2) Muscle spasm pain: this is pain that results from the prolonged contraction of a muscle. Though it will respond to the treatments for spinal pain, the most effective treatment is Baclofen. Baclofen is a muscle relaxer that is particularly well suited to treat muscular spasticity.
3) Overuse pain: this is pain that occurs in areas that sustain extra “wear and tear” due to the SCI. For instance, the shoulders and wrists are often injured in paraplegics (people with an SCI that results in leg paralysis). The therapies described in #1 would be useful for this type of pain.
4) Internal Organ pain: the person with a SCI can have a dysregulation of internal organ function. This is a vague but discomforting syndrome where the person may feel cramping or bloating. There is no specific treatment for this disorder. The episodes usually remit on their own.
5) Nerve entrapment pain: SCI patients can develop “pinched nerves” just as any other person. Their description of the pain will depend on the level of their spinal cord injury. The symptoms and treatment would be according to the nerve trapped.

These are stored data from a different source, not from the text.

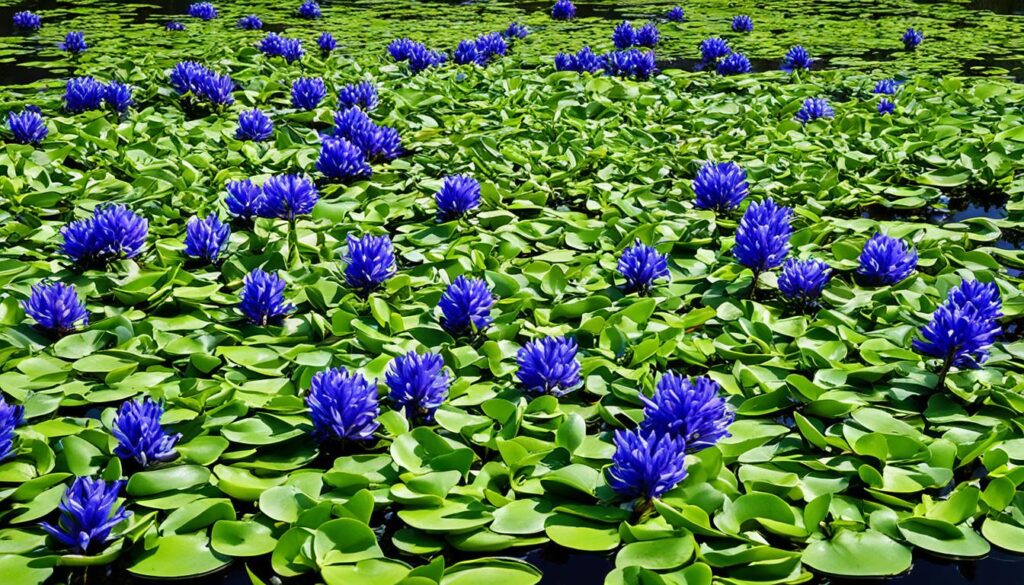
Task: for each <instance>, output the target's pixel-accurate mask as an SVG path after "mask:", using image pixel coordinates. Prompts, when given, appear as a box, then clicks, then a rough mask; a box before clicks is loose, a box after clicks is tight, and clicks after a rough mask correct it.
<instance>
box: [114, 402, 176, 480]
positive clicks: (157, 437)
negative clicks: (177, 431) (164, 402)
mask: <svg viewBox="0 0 1024 585" xmlns="http://www.w3.org/2000/svg"><path fill="white" fill-rule="evenodd" d="M162 416H164V405H162V404H160V403H159V402H157V401H155V400H153V399H151V398H150V396H145V398H143V399H140V400H134V401H125V402H124V403H122V404H121V408H120V409H118V414H117V416H115V417H114V424H113V425H112V427H111V433H112V434H114V436H115V437H116V438H117V440H118V446H117V447H115V448H114V454H115V455H117V456H118V457H120V458H121V459H134V460H135V461H137V462H138V464H139V465H141V466H142V467H148V466H150V465H153V464H154V463H160V462H163V461H170V460H171V459H174V458H175V457H177V455H178V454H177V453H175V451H174V444H175V443H177V442H178V440H179V438H181V434H180V433H179V434H168V432H167V431H166V430H164V427H163V425H161V424H160V417H162Z"/></svg>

6) Spinal Cord swelling pain (called syringomyelia): in this type of pain the spinal cord has swollen due to a blockage of spinal fluid flow. The patients will usually describe a burning pain. This syndrome develops years after the initial injury. Surgical treatment is the only effective option…the blockage has to be relieved.

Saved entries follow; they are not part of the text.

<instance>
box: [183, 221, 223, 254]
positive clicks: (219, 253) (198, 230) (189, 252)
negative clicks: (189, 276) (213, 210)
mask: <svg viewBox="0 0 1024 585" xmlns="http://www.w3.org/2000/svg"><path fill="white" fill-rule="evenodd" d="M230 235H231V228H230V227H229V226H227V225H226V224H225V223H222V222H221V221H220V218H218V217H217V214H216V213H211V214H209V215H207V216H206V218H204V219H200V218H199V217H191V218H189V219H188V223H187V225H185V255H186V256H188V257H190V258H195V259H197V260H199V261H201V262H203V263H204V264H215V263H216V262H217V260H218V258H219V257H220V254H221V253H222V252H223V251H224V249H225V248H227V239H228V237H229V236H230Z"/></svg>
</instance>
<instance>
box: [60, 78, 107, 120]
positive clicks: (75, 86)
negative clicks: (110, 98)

7) Transitional Zone pain: this is a burning sensation that occurs on the border of the skin at the level of the SCI. It is treated with the medications that relieve other types of neuropathic pain.
8) Psychological pain: it goes without saying that depression, anxiety, etc. can be manifested as pain or worsen existing pain (click here to see my post on depression and chronic pain).
9) Central pain (called the central dysesthesia syndrome): I leave the most difficult of all the pain syndromes associated with SCI to the last. The mechanism for this pain syndrome is poorly understood and treated.
The SCI patient will complain of pain in the areas of anesthesia…below the level of the SCI. It is variously described as tingling, aching, squeezing, throbbing, etc.. The descriptions can be rather bizarre.
Other problems can make it worse…infections, anxiety, depression, weather changes, etc.. It is thought to be generated deep within the brain. It usually starts soon after the SCI and is found in about 33% of all SCI patients.
There is no currently reliable treatment for this formidable pain syndrome. The treating physician will have to be persistent in trying to find a combination of medications that may work.
Spinal cord injury nerve pain is a challenge to treat. I have reviewed the mechanisms and treatments at the present time. Much research is ongoing to improve the treatment of this mysterious malady. In most cases some relief can be achieved.